Originally Posted by
PhiAlpha
They purchased those buildings and renovated them to become part of their "campus" in 2010 or 2011 but retreated back to the main building after last years' layoff. I believe they started marketing them as early as last March (layoffs were in February). Given that it was only 11,134 square feet, I'm not sure they sold both of them. The cooler of the two was the former Joe Kelly's Restaurant and has a pretty cool deck behind it overlooking the pond. The other had a very nice, newly renovated training room in it and I want to say either the former owner or the owner of the restaurant back in the 80s lived in the upstairs portion of it. It has a fireplace, a big bathroom with a shower and what looks like was a kitchen at one time. It's too bad that the expansion plan fell apart because they had a pretty cool little campus going with some ambitious additions planned for it. The construction quality of their main building and the renovations on the other two were top notch.
Having said that, they've been marketing those properties since immediately after the layoff, so I don't think the sale is indicative of a further decline in the company's condition. Due to all of their Enhanced Oil Recovery (EOR) operations, they are uniquely positioned to ride out the downturn as well as any company (or any of the struggling companies) in town assuming some of the dumb decisions made over the last few years aren't too big to overcome.

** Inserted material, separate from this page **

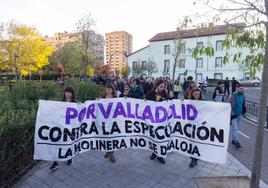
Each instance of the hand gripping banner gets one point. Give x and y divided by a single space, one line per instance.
198 129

EOR (tertiary recovery) involves using CO2 to re-pressurize formations depleted during primary recovery and waterflooding (secondary recovery) operations. Assuming continuation of current activity levels, production from all their EOR fields is set to increase for the next 10-20 years before they start a long, slow decline. Most of the investment is made upfront in building infrastructure so at this point they can either continue to drill cheap vertical wells to increase production or slow down and let the price come back before spending more money to increase production that they would get less money for. Because the EOR production decline is so much flatter than that of shales and tight oil formations, they don't have to keep drilling rampantly to replace production. Since production from wells under the each of the EOR units is unitized they can probably even shut in wells and lower production to whatever level is needed to cover the bills without producing oil that could be sold for more later this year or next.